Love triangle? Suicide note left by officer lays blame on woman

An administration police who killed himself on Sunday morning made frantic signals to his colleagues before committing the act.

Conversations obtained by The Standard show colleagues beseeching Jonah Kimani on a WhatsApp group to take leave and get rest.

The officer, both in his WhatsApp message and suicide note, even disclosed the identity of the person he said was responsible for his action.

In a message posted some hours before the suicide act, the officer said the person to blame was a lady from Lokichar.

“When I die there is a Turkana lady from Lokichar who have (sic) killed me, familia ya akina Hilda,” his message posted at 4:17am, presumably hours before he took his life, read in part.

A colleague replied to the message at 4:21am: “Iko nini boss (what's the problem)?”

There was no response.

At 4:43am the colleague reached out again.

“Iko nini boss…ebu chukua leave kwanza uende home kama iko dalili ya wewe kuuawa, potea uhai ni ya muhimu sana (Just take leave and go home if you suspect someone is out to kill you. Life is precious),” read the message.

The officer, identified as Jonah Kimani in the OB report, is said to have shot himself dead by 7:30am.

According to the OB report, Kimani shot himself on the "throat" with his AK-47 and the bullet exited at the back of his head. “He spent one ammunition to terminate his life. The officer was deployed to patrol duties within Tena Estate, but he later changed to his civilian clothes, shortly after he went to his house and closed the door,” read the report.
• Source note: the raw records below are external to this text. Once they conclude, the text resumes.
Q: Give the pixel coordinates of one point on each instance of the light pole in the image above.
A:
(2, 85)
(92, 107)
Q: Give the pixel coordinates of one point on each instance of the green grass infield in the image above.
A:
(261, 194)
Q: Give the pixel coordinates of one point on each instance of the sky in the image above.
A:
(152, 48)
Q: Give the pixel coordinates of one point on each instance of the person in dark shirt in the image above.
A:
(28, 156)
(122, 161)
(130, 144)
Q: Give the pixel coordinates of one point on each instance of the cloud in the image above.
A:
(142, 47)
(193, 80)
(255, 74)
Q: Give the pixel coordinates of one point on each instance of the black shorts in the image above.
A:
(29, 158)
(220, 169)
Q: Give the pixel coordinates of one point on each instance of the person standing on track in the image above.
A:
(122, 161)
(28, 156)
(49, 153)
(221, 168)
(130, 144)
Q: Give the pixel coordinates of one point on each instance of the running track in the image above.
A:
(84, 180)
It added: “His colleagues, who were on duty within the camp, heard a gunshot from the officer’s house. On breaking the window, they saw the officer lying dead in bed with his gun, and blood oozing from the throat and head.”

Beside his body was a suicide note that detailed the identity of the said woman.
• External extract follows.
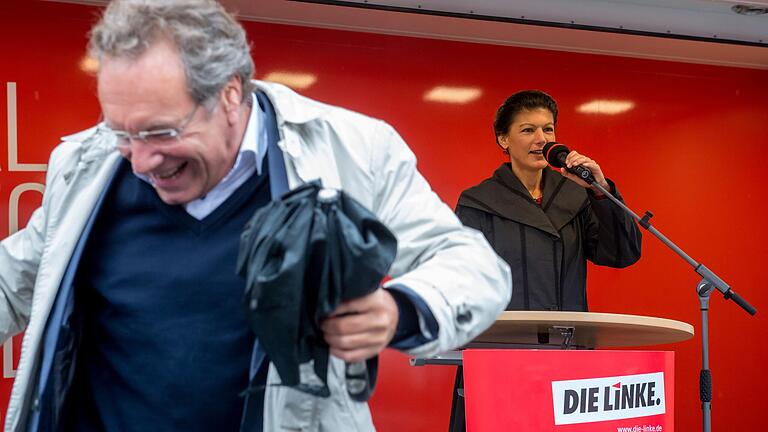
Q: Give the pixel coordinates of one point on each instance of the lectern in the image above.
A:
(542, 370)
The note showed the officer had a son and a daughter barely a year old. The officer instructed that his daughter be given all his shares "even if she is seven-months-old."

He named the woman, saying she hailed from Turkana South. “God forgive me because it is not my wish to die young. But whoever is the cause of my death let her not rest even a single minute.”

The Standard tried to reach the woman, but her number was "no longer in service".